A particle of mass $$9.1 \times 10^{-31}$$ kg travels in a medium with a speed of $$10^6$$ m s$$^{-1}$$ and a photon of radiation of linear momentum $$10^{-27}$$ kg m s$$^{-1}$$ travels in a vacuum. The wavelength of the photon is _________ times the wavelength of the particle.

For a material particle, the de-Broglie relation gives the wavelength as $$\lambda = \frac{h}{p}$$, where $$h$$ is Planck’s constant and $$p$$ is the linear momentum.
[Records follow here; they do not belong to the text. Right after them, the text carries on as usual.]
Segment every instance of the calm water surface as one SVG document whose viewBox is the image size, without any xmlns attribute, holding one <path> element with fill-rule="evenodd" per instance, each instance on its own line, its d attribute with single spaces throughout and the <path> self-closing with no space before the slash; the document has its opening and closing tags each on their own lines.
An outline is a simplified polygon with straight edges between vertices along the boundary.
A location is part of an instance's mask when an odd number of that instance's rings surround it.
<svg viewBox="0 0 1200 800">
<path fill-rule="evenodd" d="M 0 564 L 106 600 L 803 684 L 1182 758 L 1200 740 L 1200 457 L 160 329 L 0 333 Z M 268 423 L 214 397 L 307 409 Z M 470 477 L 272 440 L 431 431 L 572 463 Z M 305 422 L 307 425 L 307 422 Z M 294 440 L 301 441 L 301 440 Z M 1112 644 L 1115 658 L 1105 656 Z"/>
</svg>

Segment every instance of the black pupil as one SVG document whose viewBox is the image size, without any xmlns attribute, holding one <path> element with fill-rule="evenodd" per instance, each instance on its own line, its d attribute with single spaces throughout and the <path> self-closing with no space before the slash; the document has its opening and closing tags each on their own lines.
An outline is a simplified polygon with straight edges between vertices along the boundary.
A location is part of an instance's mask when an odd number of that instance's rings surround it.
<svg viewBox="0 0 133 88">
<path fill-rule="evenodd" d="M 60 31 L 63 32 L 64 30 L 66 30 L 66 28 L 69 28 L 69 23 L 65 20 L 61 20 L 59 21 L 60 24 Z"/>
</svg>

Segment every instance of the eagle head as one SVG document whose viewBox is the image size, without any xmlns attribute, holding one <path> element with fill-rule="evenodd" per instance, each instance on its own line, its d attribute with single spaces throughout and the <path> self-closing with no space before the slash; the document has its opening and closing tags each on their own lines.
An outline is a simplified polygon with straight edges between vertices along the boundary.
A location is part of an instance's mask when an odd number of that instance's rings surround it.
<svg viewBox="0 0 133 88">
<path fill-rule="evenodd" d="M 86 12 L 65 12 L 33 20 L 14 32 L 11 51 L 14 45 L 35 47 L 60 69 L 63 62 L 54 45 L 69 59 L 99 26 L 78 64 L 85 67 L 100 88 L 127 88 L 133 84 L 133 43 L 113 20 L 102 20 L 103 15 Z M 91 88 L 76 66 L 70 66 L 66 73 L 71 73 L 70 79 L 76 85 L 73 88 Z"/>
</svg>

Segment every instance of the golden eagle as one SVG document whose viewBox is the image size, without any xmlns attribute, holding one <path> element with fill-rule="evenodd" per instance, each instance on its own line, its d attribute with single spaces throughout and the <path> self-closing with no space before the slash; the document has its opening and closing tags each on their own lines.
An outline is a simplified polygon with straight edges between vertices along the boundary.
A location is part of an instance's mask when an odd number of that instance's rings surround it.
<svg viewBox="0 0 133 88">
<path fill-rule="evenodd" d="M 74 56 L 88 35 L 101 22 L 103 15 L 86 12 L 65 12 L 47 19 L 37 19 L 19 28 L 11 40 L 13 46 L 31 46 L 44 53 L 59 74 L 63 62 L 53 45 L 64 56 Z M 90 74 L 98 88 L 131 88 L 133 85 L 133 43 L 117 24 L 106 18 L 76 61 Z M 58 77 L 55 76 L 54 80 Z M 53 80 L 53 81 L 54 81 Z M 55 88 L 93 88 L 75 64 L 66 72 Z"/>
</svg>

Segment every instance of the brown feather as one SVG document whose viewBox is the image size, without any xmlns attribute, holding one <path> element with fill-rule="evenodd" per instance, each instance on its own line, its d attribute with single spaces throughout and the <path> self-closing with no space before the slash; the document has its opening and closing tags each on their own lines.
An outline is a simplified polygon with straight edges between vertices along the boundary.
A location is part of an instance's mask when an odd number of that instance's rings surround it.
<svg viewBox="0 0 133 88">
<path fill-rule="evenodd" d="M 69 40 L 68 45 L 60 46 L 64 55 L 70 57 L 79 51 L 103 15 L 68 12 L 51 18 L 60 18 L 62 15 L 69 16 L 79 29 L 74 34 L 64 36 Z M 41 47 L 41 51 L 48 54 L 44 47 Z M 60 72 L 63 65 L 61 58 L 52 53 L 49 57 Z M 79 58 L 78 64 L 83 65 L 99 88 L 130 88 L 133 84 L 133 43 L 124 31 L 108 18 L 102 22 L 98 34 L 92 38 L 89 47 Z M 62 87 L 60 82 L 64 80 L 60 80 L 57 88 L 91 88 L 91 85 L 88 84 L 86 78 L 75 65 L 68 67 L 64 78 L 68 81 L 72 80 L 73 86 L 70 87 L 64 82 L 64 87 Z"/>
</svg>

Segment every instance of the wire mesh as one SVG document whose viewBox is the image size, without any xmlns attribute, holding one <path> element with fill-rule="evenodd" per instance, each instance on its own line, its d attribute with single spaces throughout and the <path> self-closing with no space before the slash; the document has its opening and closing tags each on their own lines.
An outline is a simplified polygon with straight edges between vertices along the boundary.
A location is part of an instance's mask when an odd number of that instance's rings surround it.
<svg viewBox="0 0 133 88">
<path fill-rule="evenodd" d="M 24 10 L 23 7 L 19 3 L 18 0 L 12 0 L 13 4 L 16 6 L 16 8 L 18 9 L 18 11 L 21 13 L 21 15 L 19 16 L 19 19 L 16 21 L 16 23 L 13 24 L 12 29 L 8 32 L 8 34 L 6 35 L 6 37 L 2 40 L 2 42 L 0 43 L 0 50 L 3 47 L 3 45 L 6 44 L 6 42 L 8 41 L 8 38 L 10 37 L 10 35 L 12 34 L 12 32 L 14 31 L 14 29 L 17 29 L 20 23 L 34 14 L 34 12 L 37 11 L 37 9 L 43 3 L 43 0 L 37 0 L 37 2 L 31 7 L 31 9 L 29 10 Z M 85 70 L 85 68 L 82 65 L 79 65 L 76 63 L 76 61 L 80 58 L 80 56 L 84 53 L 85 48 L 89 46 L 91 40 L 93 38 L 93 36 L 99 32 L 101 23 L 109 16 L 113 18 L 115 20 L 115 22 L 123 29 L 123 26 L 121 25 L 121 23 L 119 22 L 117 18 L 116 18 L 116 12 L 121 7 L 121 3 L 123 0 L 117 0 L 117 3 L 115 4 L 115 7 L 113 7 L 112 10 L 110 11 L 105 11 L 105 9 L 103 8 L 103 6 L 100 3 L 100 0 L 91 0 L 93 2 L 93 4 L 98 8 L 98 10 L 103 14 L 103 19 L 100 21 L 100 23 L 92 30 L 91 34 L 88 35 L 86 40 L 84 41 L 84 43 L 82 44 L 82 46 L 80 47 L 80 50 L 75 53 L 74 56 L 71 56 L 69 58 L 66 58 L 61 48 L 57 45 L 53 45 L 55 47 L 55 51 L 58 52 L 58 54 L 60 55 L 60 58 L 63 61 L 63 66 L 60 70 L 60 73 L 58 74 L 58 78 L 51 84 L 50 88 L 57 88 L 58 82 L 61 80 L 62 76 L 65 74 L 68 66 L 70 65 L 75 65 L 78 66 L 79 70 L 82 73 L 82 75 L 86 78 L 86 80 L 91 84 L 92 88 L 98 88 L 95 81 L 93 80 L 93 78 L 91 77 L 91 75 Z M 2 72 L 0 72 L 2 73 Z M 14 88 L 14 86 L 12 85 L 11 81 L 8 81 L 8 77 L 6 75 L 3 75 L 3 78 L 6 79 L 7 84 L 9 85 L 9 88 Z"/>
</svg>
Case 1: Particle of mass $$m = 9.1 \times 10^{-31}\,\text{kg}$$ moving with speed $$v = 10^{6}\,\text{m s}^{-1}$$
  Momentum of particle: $$p_{\text{particle}} = m v = (9.1 \times 10^{-31})(10^{6}) = 9.1 \times 10^{-25}\,\text{kg m s}^{-1} \;-(1)$$
  de-Broglie wavelength of particle: $$\lambda_{\text{particle}} = \frac{h}{p_{\text{particle}}}$$

Case 2: Photon with given momentum $$p_{\text{photon}} = 10^{-27}\,\text{kg m s}^{-1}$$
  Wavelength of photon: $$\lambda_{\text{photon}} = \frac{h}{p_{\text{photon}}}$$

Required ratio of wavelengths:
$$\frac{\lambda_{\text{photon}}}{\lambda_{\text{particle}}} = \frac{\frac{h}{p_{\text{photon}}}}{\frac{h}{p_{\text{particle}}}} = \frac{p_{\text{particle}}}{p_{\text{photon}}}$$ Substituting from $$(1)$$:
$$\frac{\lambda_{\text{photon}}}{\lambda_{\text{particle}}} = \frac{9.1 \times 10^{-25}}{10^{-27}} = 9.1 \times 10^{2} = 910$$

Therefore, the wavelength of the photon is 910 times the wavelength of the particle.